Ce matin, dans décryptage, la question de la reconnaissance dans les régimes transitoires, tiraillés entre le terrorisme et les besoins des populations : école, justice, santé, sécurité, etc.
La reconnaissance incarne l’unité des rapports humains
Il existe toute une riche littérature philosophique sur la notion de reconnaissance. Il faut néanmoins noter que, d’un point de vue purement sociologique, la notion de reconnaissance recouvre une dimension relationnelle (Honneth : 2002) : amicale, juridique, politique ou solidaire. Primo, reconnaitre quelqu’un, c’est confirmer les capacités et les valeurs qu’il incarne de par son travail ou son rôle dans la société. Deuzio, reconnaitre quelqu’un, c’est aussi lui témoigner une certaine solidarité. La reconnaissance traduit une demande de satisfaction de légitimité culturelle, politique, sociale ou traditionnelle. Evidemment, la notion de reconnaissance exprime un sentiment d’appartenance et de confiance des uns envers les autres. Qu’il s’agisse des relations entre Etats, entre individus, entre dirigeants et citoyens, la valorisation de nos valeurs communes est au cœur de la notion de reconnaissance. Enfin, elle incarne aussi bien l’unité des rapports humains que celle des liens entre dirigeants et citoyens. Comment traduire cette notion de reconnaissance dans les transitions ?
Les déficits de reconnaissance
Sur les cendres des combats inachevés de la démocratie, les régimes transitoires sont confrontés aux déficits de reconnaissance. Aussi bien au Mali qu’au Niger, la reconnaissance des pairs et de la communauté internationale est quasi inexistante. Autre déficit social : les régimes transitoires sont en proie au rejet d’une partie de leurs populations, faute de résultats concrets contre l’insécurité. En effet, les putschs militaires portant au pouvoir leurs auteurs, ne préparent pas ces derniers à l’exercice du pouvoir. Effet immédiat : rejet, isolement.
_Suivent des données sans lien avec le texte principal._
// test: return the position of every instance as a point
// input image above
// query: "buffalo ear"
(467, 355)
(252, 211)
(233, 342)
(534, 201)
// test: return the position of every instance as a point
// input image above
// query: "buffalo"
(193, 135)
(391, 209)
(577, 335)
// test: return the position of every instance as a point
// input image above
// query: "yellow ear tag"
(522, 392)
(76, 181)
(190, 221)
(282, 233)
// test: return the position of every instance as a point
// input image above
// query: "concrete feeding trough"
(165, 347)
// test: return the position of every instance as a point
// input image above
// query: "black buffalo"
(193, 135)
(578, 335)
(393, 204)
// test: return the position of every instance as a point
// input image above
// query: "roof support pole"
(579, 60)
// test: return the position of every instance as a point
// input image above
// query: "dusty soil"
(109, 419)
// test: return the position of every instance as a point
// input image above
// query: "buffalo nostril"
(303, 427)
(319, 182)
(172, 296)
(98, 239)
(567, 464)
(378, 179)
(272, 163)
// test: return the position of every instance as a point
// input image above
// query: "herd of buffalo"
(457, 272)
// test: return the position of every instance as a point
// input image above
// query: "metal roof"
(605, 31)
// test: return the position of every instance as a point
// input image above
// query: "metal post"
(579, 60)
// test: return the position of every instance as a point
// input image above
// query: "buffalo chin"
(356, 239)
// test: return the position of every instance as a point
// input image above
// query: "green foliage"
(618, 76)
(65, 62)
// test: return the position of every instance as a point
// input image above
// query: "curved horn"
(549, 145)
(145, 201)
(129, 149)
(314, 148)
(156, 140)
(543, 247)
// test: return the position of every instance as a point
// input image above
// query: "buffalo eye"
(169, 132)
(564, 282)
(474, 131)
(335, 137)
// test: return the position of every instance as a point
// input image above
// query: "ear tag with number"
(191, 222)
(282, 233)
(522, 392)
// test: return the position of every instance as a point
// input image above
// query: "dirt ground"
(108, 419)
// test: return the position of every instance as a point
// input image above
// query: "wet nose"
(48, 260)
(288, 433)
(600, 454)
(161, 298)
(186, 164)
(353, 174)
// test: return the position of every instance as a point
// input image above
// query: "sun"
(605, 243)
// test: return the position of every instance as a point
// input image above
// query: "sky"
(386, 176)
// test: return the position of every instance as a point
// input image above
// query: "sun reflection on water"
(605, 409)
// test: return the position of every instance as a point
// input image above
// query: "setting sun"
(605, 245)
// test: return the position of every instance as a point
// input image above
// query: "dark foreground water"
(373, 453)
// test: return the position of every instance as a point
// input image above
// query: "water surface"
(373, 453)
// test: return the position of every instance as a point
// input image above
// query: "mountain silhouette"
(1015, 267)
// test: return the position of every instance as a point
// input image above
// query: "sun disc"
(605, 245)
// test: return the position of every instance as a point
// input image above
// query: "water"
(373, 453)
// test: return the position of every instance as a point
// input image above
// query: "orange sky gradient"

D’autant que reconnaitre un putsch militaire, c’est piétiner les relations internationales régissant l’ordre mondial. Reconnaitre un putsch militaire, c’est aussi renier les valeurs de l’idéal démocratique telles que l’organisation de la vie politique grâce aux choix des dirigeants (suffrage universel), les règles de séparation et de contrôle des pouvoirs ou la garantie des libertés individuelles et collectives. Les régimes transitoires actuels s’usent à donner des garanties sécuritaires et démocratiques permettant aux citoyens de croire profondément en eux.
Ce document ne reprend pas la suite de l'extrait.